The songs preached social justice, equality and human decency, and in turn prompted listeners to think more about those topics.

More than 40 years later, one of the legends of American folk music is hoping the genre can have a similar effect on schoolchildren.

Peter Yarrow — of Peter, Paul, and Mary — has made it his work to bring traditional children’s songs and folk music to young people today, hoping it will help them change the climate of bullying and violence many of them often face.

Yarrow, 72, is founder of Operation Respect, a group that works to eliminate bullying and violence in schools. He has also produced nine children’s books, either illustrated lyrics of traditional children’s music or stories based on classic songs such as “Puff the Magic Dragon.”

Yarrow travels the country performing children’s music and signing his books to raise money for Operation Respect and promote the group’s cause. He’ll be performing a free, one-hour family concert on Saturday at Mahoney Middle School in South Portland followed by a signing of his latest book, “The Peter Yarrow Song Book: Songs for Little Folks” (Sterling Publishing, $16.95).

Songs included in the book and the companion CD are aimed at ages 4 to 7 and include “Row, Row, Row Your Boat,” “The Green Grass Grew” and “Polly Wolly Doodle.”

The books will also be for sale. Yarrow will perform classic children’s songs and folk tunes, plus some songs made famous by Peter, Paul and Mary.

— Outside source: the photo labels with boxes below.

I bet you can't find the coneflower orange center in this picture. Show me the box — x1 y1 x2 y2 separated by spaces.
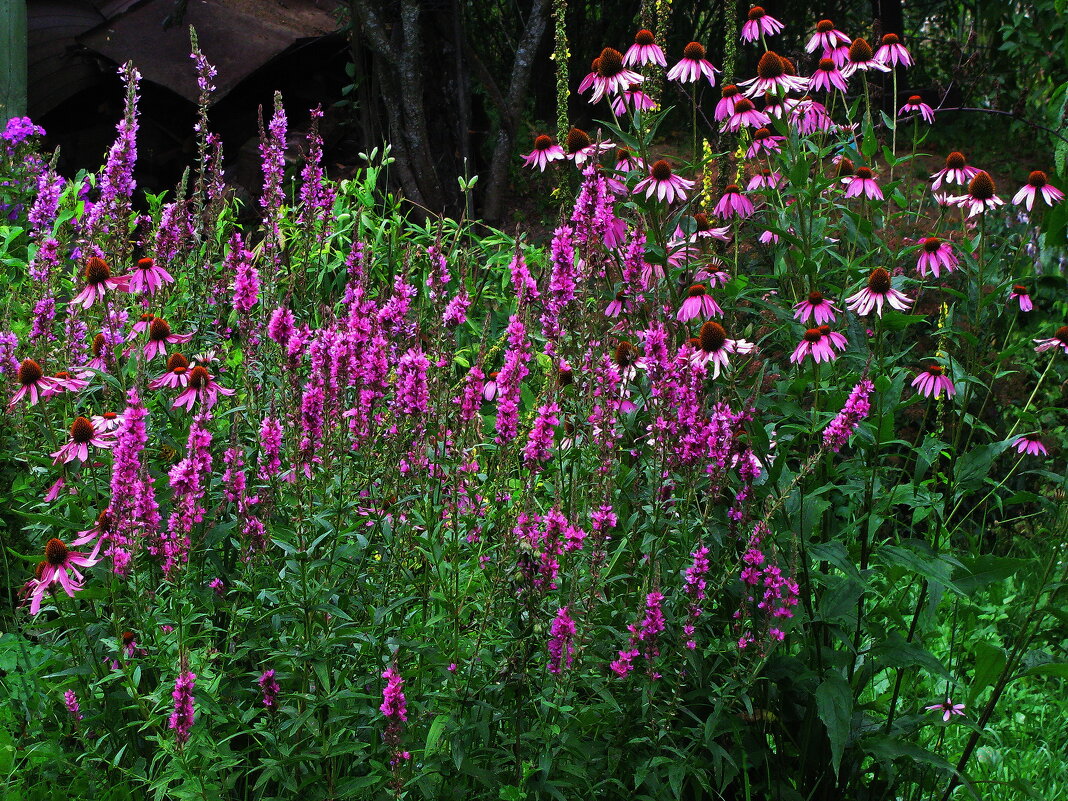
697 320 727 354
756 50 786 80
849 38 875 64
868 267 891 295
597 47 623 78
45 537 70 567
945 151 968 170
682 42 705 61
567 128 593 153
18 359 45 387
148 317 171 342
968 171 994 200
85 256 111 284
70 418 93 443
189 364 209 390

Yarrow recently spoke via phone from his home in New York City. 

Q: How did this show in South Portland come about?

A: I’m deeply involved with an educational initiative (Operation Respect) trying to create a more compassionate, safe, bully-free environment in schools and communities. Unlike other efforts of this sort, this one includes a lot of music — folk music, songs that speak to an authentic perspective about life and hopes and dreams. So I do these shows as part of my effort to promote Operation Respect. 

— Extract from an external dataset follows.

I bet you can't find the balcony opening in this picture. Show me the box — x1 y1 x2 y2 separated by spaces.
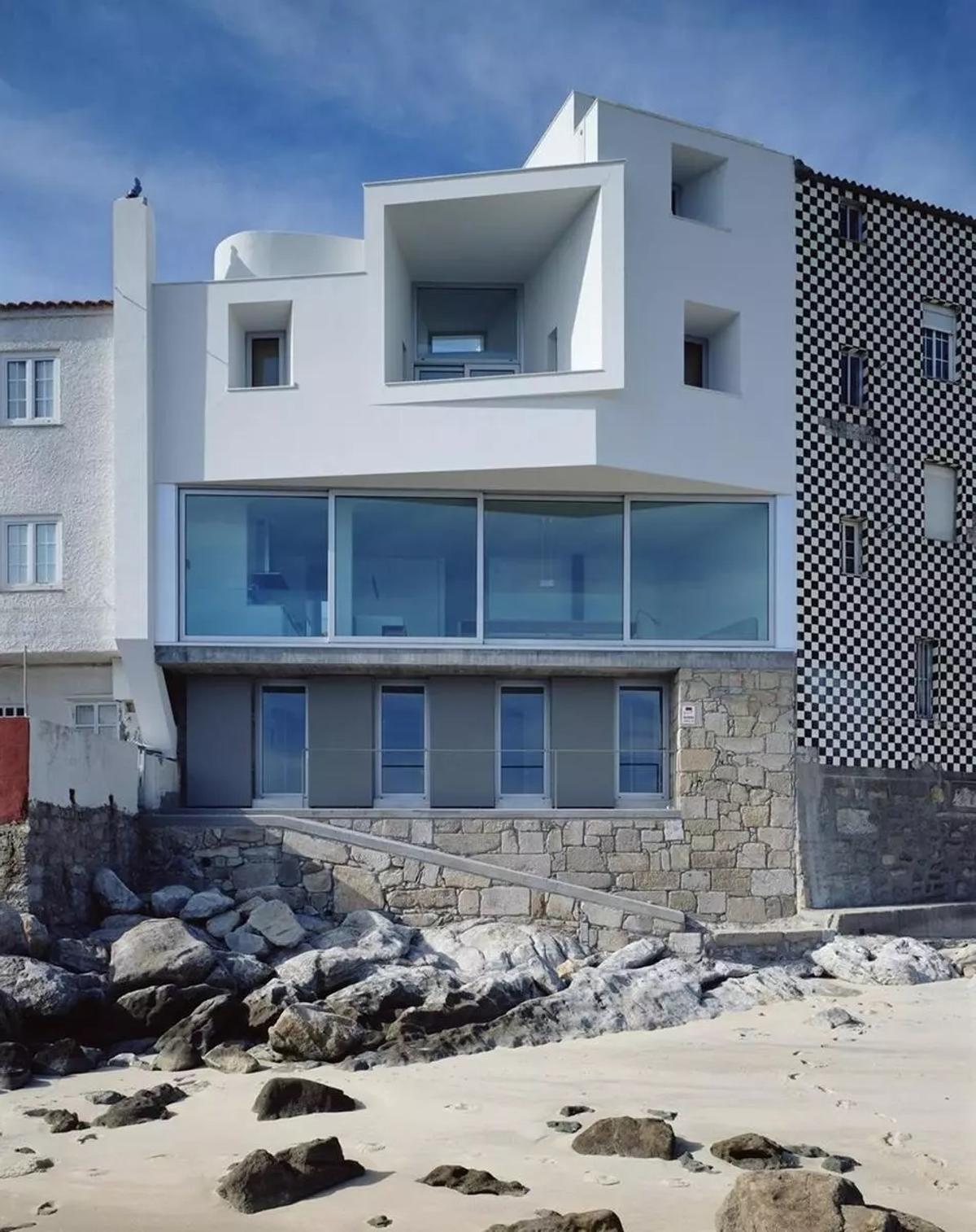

Q: So are your books part of this effort?

A: The books I’ve made have opened new opportunities for these kinds of songs to become part of the American culture. If I, as Peter of Peter, Paul and Mary, were to release these songs on an album, I’d be lucky to sell 15,000 copies. I’m just not going to get it into music stores.

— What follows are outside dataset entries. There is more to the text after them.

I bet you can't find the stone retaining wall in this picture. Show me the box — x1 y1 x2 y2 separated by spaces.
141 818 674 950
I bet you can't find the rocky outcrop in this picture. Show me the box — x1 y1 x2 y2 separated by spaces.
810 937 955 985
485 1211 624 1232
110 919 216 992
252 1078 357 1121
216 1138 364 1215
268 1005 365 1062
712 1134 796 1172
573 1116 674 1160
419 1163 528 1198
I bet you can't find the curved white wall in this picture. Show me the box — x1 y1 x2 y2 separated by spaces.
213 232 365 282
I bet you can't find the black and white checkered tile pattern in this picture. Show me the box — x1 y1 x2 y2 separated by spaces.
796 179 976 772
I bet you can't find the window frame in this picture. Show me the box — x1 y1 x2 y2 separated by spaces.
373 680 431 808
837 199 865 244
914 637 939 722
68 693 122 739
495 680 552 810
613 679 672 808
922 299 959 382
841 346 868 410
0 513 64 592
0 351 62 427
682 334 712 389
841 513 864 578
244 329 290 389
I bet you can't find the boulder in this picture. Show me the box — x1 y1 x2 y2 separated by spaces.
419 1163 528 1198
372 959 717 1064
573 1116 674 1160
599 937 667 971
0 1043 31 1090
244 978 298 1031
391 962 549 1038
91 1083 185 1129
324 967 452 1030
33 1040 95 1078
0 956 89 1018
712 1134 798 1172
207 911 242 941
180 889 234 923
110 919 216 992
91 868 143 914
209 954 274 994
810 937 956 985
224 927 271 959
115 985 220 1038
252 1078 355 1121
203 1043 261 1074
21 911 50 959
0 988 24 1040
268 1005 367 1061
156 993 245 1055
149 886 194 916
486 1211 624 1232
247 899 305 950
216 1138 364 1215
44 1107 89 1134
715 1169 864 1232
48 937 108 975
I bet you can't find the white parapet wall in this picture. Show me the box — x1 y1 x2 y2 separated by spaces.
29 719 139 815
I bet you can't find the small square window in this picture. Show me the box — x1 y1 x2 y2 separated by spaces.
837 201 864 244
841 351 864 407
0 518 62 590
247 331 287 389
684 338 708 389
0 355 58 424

But the CD at the back of my book “Puff the Magic Dragon” has sold a million copies because it’s joined with a book. And every one of the songs in my books can be downloaded for free, for educational purposes.

I had resisted the idea of doing a book on “Puff” for years, until my daughter (Bethany) showed me new ways of doing the old songs could have a whole new meaning and message. 

Q: Did you change any of the songs when you recorded them for the books?

A: Many of them have kids singing in the background. When kids sing these songs, hopefully they can do the same thing in the classroom as they did during the March on Washington in 1963, when Peter, Paul and Mary sang and tried to help the effort to create a country devoid of racism. 

Q: Will you do more children’s books?

A: I’ve created my own imprint so I can do a book when I want. We have one coming out in October, “The Night Before Christmas,” where Noel (Maine resident Noel “Paul” Stookey) wrote the music to the poem. Mary (Travers) recorded the narration, and it is the last thing she recorded (she died in September 2009 at the age of 72). This book is dedicated to Mary. 

Q: Will you continue to perform Peter, Paul and Mary songs with Noel?

A: Yes, we’ll soon be doing our first concert without Mary that wasn’t a make-up show. We had some shows we did without Mary when she was too fragile to perform, but we plan on doing more shows so that the music can continue with great energy, and joy and meaning.